En este libro, no entraré en las discusiones teóricas sobre la naturaleza de la perversión y me situaré deliberadamente, en tanto que victimóloga, del lado de la persona agredida. La victimología es una disciplina reciente que nació en los Estados Unidos y que al principio no era más que una rama de la criminología. Se dedica a analizar las razones que conducen a un individuo a convertirse en víctima, los procesos de victimización, las consecuencias para la víctima, y los derechos a los que ésta puede aspirar. En Francia existe desde 1994 un curso de formación en victimología que conduce a un diploma universitario. El curso se dirige a los médicos de urgencia, a los psiquiatras y terapeutas, a los juristas y a toda persona que tenga la responsabilidad profesional de ayudar a las víctimas. Una persona que ha padecido una agresión psíquica como el acoso moral es realmente una víctima, puesto que su psiquismo se ha visto alterado de un modo más o menos duradero. Por mucho que su manera de reaccionar a la agresión moral pueda contribuir a establecer una relación con el agresor que se nutre de sí misma y a dar la impresión de ser «simétrica», no hay que olvidar que esta persona padece una situación de la que no es responsable. Cuando las víctimas de esta violencia insidiosa recurren a una psicoterapia individual, lo hacen más bien por inhibición intelectual, por falta de confianza en sí mismas, por dificultades de autoafirmación, por un estado de depresión permanente resistente a los antidepresivos, o incluso por un estado depresivo más claro que podría conducir al suicidio. Las víctimas se pueden quejar a veces de sus compañeros o de sus círculos de relaciones, pero no suelen tener conciencia de la existencia de esta temible violencia subterránea, y no se atreven a quejarse de ella. La confusión psíquica que se instaura previamente puede hacer olvidar, incluso al terapeuta, que se trata de una situación de violencia objetiva. El punto en común de todas estas situaciones es que son indecibles: la víctima, aunque reconozca su sufrimiento, no se atreve realmente a imaginar que ha habido violencia y agresión. A veces, duda: «¿No seré yo quien inventa todo esto, como algunos me lo sugieren?». Cuando se atreve a quejarse de lo que ocurre, tiene la sensación de describirlo mal y, por lo tanto, de que no la comprenden.

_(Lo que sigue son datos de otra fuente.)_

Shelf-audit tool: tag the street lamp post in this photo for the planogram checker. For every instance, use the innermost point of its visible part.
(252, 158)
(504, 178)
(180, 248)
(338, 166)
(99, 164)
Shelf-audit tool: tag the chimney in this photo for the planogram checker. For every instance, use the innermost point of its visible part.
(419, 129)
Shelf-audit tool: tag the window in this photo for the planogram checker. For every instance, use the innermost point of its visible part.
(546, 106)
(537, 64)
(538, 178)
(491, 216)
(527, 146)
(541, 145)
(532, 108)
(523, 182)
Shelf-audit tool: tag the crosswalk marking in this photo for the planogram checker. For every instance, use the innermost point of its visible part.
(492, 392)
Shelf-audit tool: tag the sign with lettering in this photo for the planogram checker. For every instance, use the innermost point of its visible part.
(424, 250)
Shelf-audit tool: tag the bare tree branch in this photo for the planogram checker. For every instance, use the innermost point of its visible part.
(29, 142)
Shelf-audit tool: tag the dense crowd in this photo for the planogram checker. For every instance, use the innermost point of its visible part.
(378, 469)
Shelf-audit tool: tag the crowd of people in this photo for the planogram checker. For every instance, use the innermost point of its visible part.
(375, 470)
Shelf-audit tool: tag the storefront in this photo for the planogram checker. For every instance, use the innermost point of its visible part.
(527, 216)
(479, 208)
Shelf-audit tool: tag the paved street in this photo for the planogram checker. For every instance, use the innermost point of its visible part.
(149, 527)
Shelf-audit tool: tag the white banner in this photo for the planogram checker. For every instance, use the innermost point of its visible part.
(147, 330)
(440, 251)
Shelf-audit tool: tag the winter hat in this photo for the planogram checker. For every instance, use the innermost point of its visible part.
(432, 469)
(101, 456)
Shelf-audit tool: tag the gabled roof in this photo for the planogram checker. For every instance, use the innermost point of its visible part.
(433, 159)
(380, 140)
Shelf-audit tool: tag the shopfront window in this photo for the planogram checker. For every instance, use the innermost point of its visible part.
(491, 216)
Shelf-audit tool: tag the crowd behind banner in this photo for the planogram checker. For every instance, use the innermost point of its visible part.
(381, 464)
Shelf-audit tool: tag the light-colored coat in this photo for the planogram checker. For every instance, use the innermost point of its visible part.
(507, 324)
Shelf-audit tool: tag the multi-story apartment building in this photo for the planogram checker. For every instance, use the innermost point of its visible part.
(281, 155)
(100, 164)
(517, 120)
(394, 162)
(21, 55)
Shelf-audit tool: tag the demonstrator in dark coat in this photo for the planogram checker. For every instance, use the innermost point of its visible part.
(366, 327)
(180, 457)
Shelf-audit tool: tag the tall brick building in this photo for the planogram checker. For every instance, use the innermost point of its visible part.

He elegido utilizar los términos agresor y agredido a propósito, pues se trata de una violencia probada, aunque se mantenga oculta, que tiende a atacar la identidad del otro y a privarlo de toda individualidad. Estamos ante un proceso real de destrucción moral que puede conducir a la enfermedad mental o al suicidio. Conservaré igualmente la denominación de «perverso» porque remite claramente a la noción de abuso, que está presente en todos los perversos. Las cosas empiezan con un abuso de poder, siguen con un abuso narcisista, en el sentido de que el otro pierde toda su autoestima, y pueden terminar a veces con un abuso sexual.